Some find comfort in their banality while others consider the clichés utterly eye-roll-inducing. But formulaic plotlines are somewhat unavoidable demons — in fact, there’s a school of thought which holds that there are only seven story plots in the world, retold again and again since time immemorial. Netflix’s Always Be My Maybe (released in May 2019) is partially a corroboration of this theory, but in its brightest moments exemplifies the reason we keep coming back to the same old story:
When told through a unique lens, a story compels you differently. If done right, when you finish you won’t feel cheated but rather entertained and, once in a while, enlightened. Always Be My Maybe understands this notion and its execution, while not perfect, is wholly admirable. The film is as clear an exemplar of what Netflix can do right as it is an indication of where it must improve.
Actor Randall Park and comedian Ali Wong wrote the movie’s script and found their dream director in Nahnatchka Khan, the showrunner for Fresh Off the Boat.
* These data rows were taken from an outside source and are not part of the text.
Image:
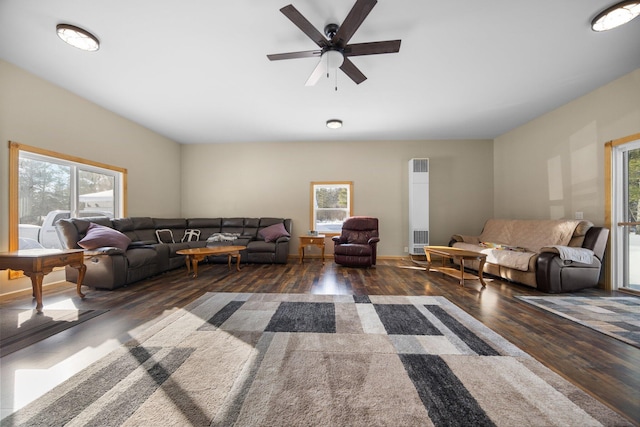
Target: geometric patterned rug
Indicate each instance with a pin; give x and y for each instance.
(618, 317)
(240, 359)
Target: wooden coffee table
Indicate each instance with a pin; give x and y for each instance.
(36, 263)
(461, 255)
(198, 254)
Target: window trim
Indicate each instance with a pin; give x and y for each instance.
(14, 181)
(312, 199)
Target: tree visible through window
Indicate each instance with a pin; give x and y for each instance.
(331, 204)
(48, 186)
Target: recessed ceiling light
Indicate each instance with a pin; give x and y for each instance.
(77, 37)
(334, 124)
(616, 15)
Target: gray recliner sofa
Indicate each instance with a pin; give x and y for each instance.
(147, 255)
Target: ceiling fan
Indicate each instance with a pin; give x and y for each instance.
(335, 48)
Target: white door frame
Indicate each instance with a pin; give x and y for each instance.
(614, 214)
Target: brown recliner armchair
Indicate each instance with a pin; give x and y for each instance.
(357, 244)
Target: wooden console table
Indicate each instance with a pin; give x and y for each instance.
(36, 263)
(311, 240)
(461, 255)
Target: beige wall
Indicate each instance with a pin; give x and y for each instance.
(553, 166)
(37, 113)
(273, 179)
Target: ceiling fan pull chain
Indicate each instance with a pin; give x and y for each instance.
(327, 65)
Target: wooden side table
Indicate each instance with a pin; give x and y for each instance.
(311, 240)
(37, 263)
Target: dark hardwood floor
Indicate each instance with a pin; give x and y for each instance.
(604, 367)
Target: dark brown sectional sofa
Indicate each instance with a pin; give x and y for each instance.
(110, 267)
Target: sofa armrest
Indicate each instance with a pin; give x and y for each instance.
(105, 250)
(554, 275)
(464, 239)
(569, 254)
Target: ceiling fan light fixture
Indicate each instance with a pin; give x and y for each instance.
(77, 37)
(615, 16)
(334, 124)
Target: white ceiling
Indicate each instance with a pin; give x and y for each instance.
(196, 71)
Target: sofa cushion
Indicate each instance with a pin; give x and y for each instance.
(274, 232)
(529, 234)
(100, 236)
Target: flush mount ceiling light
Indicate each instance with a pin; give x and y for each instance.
(334, 124)
(77, 37)
(616, 15)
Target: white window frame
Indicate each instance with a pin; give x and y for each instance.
(348, 185)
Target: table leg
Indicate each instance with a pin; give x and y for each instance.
(82, 269)
(188, 261)
(194, 264)
(480, 269)
(36, 284)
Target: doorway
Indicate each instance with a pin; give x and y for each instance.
(625, 213)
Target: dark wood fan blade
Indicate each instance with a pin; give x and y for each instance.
(294, 55)
(352, 71)
(306, 26)
(352, 22)
(372, 48)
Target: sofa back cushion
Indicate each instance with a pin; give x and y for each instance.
(144, 228)
(533, 234)
(176, 225)
(232, 225)
(126, 227)
(207, 226)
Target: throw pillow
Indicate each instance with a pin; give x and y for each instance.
(99, 236)
(274, 232)
(165, 235)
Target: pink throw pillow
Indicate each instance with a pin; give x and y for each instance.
(99, 236)
(274, 232)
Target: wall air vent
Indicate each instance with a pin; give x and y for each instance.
(418, 205)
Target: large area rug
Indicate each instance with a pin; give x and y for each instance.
(21, 328)
(293, 359)
(618, 317)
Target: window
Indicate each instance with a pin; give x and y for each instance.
(331, 204)
(47, 186)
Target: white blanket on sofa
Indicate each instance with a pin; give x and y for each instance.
(512, 259)
(568, 253)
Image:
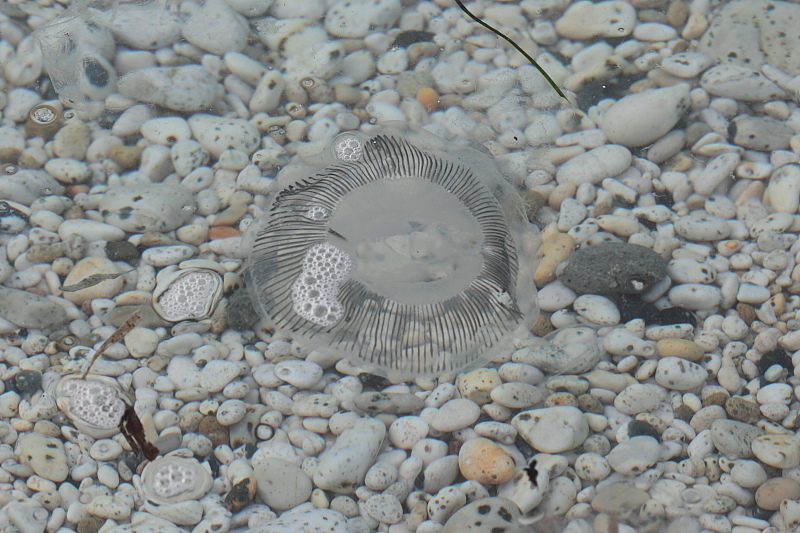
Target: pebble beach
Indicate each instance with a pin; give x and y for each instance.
(656, 390)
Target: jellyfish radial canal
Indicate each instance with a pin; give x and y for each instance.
(395, 257)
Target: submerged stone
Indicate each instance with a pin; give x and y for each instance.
(613, 268)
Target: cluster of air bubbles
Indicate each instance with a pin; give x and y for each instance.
(172, 479)
(315, 291)
(94, 402)
(348, 147)
(316, 212)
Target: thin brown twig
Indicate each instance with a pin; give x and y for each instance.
(113, 339)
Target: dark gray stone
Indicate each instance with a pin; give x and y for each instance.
(612, 268)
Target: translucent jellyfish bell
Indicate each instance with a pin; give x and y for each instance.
(404, 252)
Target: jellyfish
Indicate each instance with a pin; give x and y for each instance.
(409, 255)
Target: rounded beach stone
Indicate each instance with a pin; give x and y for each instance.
(357, 18)
(183, 88)
(218, 134)
(770, 495)
(595, 165)
(456, 414)
(478, 384)
(612, 268)
(635, 455)
(639, 398)
(384, 508)
(45, 455)
(280, 484)
(344, 465)
(675, 373)
(586, 20)
(28, 310)
(93, 266)
(642, 118)
(734, 438)
(780, 451)
(485, 461)
(740, 83)
(702, 226)
(142, 208)
(552, 429)
(485, 514)
(314, 521)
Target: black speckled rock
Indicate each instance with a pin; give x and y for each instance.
(28, 381)
(240, 312)
(612, 268)
(486, 514)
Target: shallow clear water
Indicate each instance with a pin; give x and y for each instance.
(140, 140)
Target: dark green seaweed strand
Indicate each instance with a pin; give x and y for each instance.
(515, 45)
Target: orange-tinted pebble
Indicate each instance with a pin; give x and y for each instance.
(429, 99)
(485, 461)
(223, 232)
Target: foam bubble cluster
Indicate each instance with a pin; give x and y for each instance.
(315, 290)
(94, 402)
(188, 296)
(173, 478)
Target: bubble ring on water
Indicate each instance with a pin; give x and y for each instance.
(413, 261)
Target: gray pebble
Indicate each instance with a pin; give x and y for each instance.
(612, 268)
(734, 438)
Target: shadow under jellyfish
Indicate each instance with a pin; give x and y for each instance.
(402, 251)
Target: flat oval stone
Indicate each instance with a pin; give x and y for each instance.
(154, 207)
(734, 438)
(702, 226)
(740, 83)
(45, 455)
(315, 521)
(456, 414)
(642, 118)
(344, 465)
(552, 429)
(675, 373)
(595, 165)
(780, 451)
(485, 514)
(485, 461)
(280, 484)
(635, 455)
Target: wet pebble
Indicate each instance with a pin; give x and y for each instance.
(455, 414)
(734, 438)
(485, 514)
(624, 122)
(675, 373)
(485, 461)
(218, 134)
(780, 451)
(552, 429)
(183, 88)
(343, 466)
(635, 455)
(280, 484)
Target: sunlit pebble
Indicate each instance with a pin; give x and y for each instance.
(429, 99)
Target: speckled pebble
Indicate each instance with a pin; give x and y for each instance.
(734, 438)
(675, 373)
(485, 461)
(552, 429)
(456, 414)
(485, 514)
(385, 508)
(780, 451)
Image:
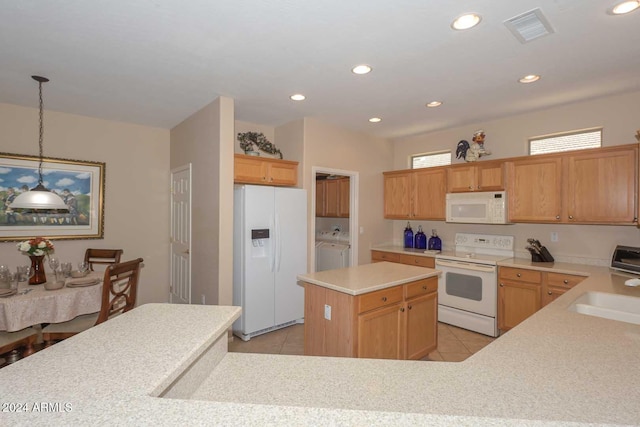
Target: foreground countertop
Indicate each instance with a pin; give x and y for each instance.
(554, 368)
(366, 278)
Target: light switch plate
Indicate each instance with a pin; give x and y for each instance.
(327, 312)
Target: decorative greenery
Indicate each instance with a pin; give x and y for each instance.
(248, 139)
(38, 246)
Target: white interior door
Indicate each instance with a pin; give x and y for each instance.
(180, 236)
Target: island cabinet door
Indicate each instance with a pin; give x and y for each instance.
(380, 333)
(422, 326)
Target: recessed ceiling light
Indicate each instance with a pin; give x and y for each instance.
(530, 78)
(625, 7)
(361, 69)
(466, 21)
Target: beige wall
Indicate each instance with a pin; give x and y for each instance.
(199, 140)
(507, 137)
(331, 147)
(136, 192)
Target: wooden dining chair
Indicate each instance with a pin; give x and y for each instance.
(10, 341)
(102, 256)
(119, 291)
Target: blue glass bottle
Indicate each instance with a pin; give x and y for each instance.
(408, 236)
(435, 244)
(420, 239)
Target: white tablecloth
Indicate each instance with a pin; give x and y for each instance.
(42, 306)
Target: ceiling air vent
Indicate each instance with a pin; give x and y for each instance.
(529, 26)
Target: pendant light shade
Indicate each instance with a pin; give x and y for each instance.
(39, 197)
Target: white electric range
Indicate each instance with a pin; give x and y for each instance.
(468, 286)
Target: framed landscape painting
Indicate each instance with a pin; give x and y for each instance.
(79, 183)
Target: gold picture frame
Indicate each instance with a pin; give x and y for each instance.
(80, 183)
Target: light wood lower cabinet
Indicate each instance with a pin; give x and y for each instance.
(394, 323)
(522, 292)
(556, 284)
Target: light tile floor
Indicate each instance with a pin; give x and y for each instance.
(454, 344)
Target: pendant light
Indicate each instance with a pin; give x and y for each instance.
(39, 197)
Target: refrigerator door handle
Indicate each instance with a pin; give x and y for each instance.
(278, 246)
(272, 245)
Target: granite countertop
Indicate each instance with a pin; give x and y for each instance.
(556, 367)
(366, 278)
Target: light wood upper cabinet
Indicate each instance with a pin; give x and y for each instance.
(596, 186)
(429, 193)
(262, 171)
(480, 176)
(534, 188)
(602, 186)
(415, 194)
(397, 194)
Sasha (Wong) and Marcus (Park) are childhood friends turned teenage fling, which ends in the two losing touch for years until Sasha moves back to San Francisco as an adult.
My interest in the new Netflix original piqued when I heard that the duo looked to the 1989 rom com When Harry Met Sally…for inspiration. Nora Ephron’s unmatchable script and the captivating chemistry between leads Meg Ryan and Billy Crystal transcended the genre. It’s the epitome of big shoes to fill. The film’s team wanted to emulate When Harry Met Sally…’s preeminence as a “true two-hander,” Khan said. “It was 50/50, equally weighted. You cared about both Harry and Sally…”
Always Be My Maybe succeeded in giving equitable time to both characters development, an admirable feat. Asian American audiences – lacking sufficient representation in conventional rom com world with the occasional exception, such as the 2018 hitCrazy Rich Asians– will find a number of thoughtful cultural details throughout (think: spam and rice). A prolonged cameo from Keanu Reeves – emblematic of this summer’s “Keanu-sance”– is a refreshing and unexpected change of pace and home to the film’s funniest one-liners.
At its crux, Always Be My Maybe hits hard in surprising places and flops on soft balls. Wong and Park have a natural rapport from a well-established real-life friendship, but their romantic chemistry on-screen is lackluster. Perhaps this is why the most heartfelt moments fall flat. The film’s finale comes together in a way that feels rushed, almost as if they had a looming deadline to beat and got too antsy to maneuver a clever conclusion.
Netflix seems to crack under pressure, and the pressure is surely on. Losing the Office and Friends to NBCUniversal and WarnerMedia’s streaming platforms, respectively, is a serious blow. The company had the foresight to see this exodus coming and presciently poured resources into creating original.
The streaming platform has accumulated a catalog of hits and misses. Despite its flaws, Always Be My Maybe is rewatchable, surprisingly inventive and a call for more diverse perspectives in the movie and television industry. Everyone deserves to look on screen and see a character they can see themselves in. They’re still working out the kinks, but Wong and Park’s creation is a promising indication of what’s ahead.